The approach at the NECC is scientific and based on principles of applied behavior analysis affecting everyone. Vincent Strully says, "Ever done something twice? You've been reinforced." At the Center the clients are autistic, learning disabled, or mentally retarded, sometimes violent or self-injurious, and many have pervasive emotional disorders. Some have seizure disorders and many have multiple handicaps. The students vary greatly in their functional levels and degree of disability, which is why, for many of them, one-on-one care and individualized treatment plans are essential to the success of the program.
Jonathan Vaughan says, "During our visit, I was most impressed with how deeply thought-through each child's treatment plan is." He gave the example of a child who had trouble imitating. "A teacher might spend the better part of a day teaching the child to imitate one behavior, like waving his arms." This is followed up with objective, scientific evaluation in which virtually every one of the child's actions are recorded and graphed. Although that approach might initially seem sterile and mechanical, Dr. Vaughan explains why this detailed evaluation is so important: "Clinical detachment is essential because, particularly with children, it is all too easy to see improvement that is not really there, because we are so motivated to help."

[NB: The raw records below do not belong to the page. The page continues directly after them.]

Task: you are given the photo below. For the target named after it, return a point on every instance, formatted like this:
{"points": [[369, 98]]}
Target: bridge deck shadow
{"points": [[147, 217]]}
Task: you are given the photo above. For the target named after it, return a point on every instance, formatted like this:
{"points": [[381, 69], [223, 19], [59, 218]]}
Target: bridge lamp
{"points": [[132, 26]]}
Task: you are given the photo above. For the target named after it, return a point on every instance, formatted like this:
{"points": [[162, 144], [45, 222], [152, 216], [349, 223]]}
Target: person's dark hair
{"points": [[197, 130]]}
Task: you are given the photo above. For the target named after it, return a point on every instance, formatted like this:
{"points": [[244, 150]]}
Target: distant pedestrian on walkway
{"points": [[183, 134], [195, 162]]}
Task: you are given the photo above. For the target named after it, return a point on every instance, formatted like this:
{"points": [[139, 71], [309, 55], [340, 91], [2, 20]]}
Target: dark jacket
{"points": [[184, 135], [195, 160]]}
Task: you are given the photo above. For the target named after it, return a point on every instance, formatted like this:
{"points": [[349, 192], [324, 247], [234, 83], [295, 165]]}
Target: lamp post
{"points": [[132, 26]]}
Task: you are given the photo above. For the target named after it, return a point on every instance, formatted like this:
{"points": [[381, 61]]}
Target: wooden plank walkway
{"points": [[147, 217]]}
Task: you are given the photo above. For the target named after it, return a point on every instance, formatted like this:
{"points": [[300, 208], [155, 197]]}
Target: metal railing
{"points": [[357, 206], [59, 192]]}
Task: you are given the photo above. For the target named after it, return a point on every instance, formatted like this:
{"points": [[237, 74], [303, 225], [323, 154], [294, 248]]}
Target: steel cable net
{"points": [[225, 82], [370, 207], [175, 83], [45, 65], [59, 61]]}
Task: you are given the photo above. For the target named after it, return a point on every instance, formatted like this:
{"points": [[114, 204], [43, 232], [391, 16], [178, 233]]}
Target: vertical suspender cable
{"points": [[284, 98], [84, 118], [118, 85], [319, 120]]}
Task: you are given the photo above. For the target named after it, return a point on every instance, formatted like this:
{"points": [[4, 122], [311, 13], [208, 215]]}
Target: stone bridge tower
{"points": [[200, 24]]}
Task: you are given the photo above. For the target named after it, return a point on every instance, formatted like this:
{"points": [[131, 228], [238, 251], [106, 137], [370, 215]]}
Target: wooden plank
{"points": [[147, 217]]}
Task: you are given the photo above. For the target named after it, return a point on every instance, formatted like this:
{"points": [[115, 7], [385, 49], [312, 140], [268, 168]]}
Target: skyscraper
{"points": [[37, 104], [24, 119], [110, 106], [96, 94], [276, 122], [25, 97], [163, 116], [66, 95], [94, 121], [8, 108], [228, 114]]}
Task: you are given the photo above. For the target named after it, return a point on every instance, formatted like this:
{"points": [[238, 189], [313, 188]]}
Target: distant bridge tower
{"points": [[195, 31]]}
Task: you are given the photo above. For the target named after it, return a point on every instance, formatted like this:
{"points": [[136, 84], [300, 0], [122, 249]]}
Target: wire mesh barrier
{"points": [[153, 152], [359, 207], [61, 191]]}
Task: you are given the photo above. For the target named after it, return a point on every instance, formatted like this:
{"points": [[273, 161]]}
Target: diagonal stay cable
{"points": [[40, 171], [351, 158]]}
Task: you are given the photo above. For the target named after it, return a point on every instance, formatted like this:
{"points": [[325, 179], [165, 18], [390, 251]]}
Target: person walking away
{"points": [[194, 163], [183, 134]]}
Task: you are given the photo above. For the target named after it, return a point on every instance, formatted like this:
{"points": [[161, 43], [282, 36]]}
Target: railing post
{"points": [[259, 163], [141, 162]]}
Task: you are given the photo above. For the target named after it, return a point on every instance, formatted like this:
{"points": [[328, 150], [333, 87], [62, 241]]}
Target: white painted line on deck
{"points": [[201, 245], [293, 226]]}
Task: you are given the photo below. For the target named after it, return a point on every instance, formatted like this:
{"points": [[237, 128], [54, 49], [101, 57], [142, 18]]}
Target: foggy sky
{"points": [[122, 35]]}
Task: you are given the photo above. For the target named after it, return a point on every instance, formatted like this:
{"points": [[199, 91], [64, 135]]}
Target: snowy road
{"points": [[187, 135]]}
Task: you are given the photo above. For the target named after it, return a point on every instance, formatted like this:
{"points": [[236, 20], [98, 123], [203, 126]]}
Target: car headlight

"The goal of the New England Center maximize independence as much as possible for each child," says Vincent Strully. "After having participated in the program, 20 to 40 percent of the youngest group of children no longer diagnosed with the problem originally brought them to the NECC. On the other hand, we've had older kids come who've been through water therapy, music therapy, animal therapy--you name it, they've had it. They probably had a good time, the people working with them had a good time, but the kid is still rocking, weaving, and head banging. At the New England Center we systematically teach life skills the child will need. We take a careful, scientific look and use positive behavioral change techniques that we have proved work."
"Regardless of my ties, I looked to Hamilton for recruitment purposes because it's one of the most solid programs, in terms of undergraduate offerings, that I know of," explained Vincent Strully. "The quality of the current program, and the tremendous work Doug Weldon has done to make this semester internship possible, determined my decision to go with Hamilton." Another determining factor: Hamilton is one of the few colleges that still provides students with an in-depth understanding of the Skinnerian model of operant conditioning which is the foundation of the program at the New England Center for Children.